Family Asphodelaceae s.l. > Subfamily Hemerocallidoideae.
Despite the name, and their previously being in family Liliaceae, daylilies are not lilies.
True lilies grow from a bulb and the single stem has leaves all the way up.
Daylilies have strap-like, basal leaves growing from thick roots.

There are 15 or 19 species of daylilies, 2 recognised hybrids and over 80,000 cultivars.

Clump forming plants growing from fibrous or thick rhizomatous roots.
Some species have roots that form tubers.
Just above ground is the small white crown from which the leaves and roots grow.
The strap-like, erect or arching green leaves are in compact, opposite ranks.
They can be evergreen or semi-evergreen and 1 m long.
Some cultivars have variegated leaves.

Inflorescences are a scape with the flowers at the top of a leafless stalk.
There are green, leaf-like bracts on the stalk.
A plant can produce 1 to 3 inflorescences per year.
They can be from 4 cm to 2 m long.
Inflorescences may or may not be branched.
There can be 1 to 20 flowers per inflorescence over a period.
Flowers only last a day and some bloom at night.

There are 6 tepals in 2 whorls sometimes called sepals and petals.
The basal parts of the tepals are fused into a long or short tube.
The free parts flare outwards making a funnel-shaped corolla.
Tepals have a midrib that may be a different colour.
The throat is usually a different colour.
There may be nectaries at the base of the inner tepals.

The original daylilies were yellow, orange, pale pink or bronze.
Cultivars now come in almost any colour except pure blue or white.
New colours include bright reds, mauves, greenish, and almost black or white.
Cultivars also include flowers with different sizes, shapes and ruffled tepals.

Each of the 6 stamens has an anther with 2 lobes.
The ovary, of 3 fused carpels, has 3 locules.
The single style, longer than the stamen filaments, has a small, 3-lobed stigma.
The fruit are ribbed capsules that can be round or elliptic.
The 3 chambers hold round or elliptic, black seeds.

Hemerocallis fulva.
The Orange daylily is an original species that has been cultivated for a very long time.
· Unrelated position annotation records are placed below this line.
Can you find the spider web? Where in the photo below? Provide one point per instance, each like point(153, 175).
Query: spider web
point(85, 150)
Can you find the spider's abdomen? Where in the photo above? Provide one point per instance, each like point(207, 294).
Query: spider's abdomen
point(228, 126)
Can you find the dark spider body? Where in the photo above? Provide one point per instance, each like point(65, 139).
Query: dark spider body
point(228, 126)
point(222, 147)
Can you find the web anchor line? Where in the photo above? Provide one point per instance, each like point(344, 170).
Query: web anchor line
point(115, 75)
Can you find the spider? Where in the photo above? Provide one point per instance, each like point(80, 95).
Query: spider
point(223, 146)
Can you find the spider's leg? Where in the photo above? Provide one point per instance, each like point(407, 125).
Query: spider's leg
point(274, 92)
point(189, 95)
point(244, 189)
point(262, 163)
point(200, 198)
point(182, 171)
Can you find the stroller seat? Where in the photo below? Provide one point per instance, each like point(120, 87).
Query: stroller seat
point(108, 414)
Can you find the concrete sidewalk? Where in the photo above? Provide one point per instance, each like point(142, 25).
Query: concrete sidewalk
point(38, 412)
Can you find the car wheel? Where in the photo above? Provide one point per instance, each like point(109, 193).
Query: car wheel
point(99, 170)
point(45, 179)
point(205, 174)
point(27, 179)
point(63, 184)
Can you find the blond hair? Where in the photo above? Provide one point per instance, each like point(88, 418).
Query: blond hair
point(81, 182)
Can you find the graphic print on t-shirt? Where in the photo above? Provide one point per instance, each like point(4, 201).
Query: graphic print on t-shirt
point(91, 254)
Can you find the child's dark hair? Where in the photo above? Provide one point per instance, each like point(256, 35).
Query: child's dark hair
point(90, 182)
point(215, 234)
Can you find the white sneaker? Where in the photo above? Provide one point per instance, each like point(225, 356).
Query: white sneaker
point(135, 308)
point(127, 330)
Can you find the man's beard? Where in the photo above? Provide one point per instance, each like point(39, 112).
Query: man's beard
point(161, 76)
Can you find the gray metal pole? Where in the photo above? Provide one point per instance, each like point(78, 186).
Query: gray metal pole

The narrow leaves are up to 90 cm long.
The funnel-shaped flowers are on stalks to 6 mm long.
The top of the corolla is up to 10 cm across.
The orange to yellow tepals are up to 8.5 cm long with the bases fused into a tube.
The tepals have a pale midrib and a wavy tip.

The 6 stamens are up to 7 cm long and the anthers 7 mm.
There is a superior ovary with a style up to 10 cm long.
The fruit are capsules up to 2.5 cm long and 1.5 cm wide with 3 compartments.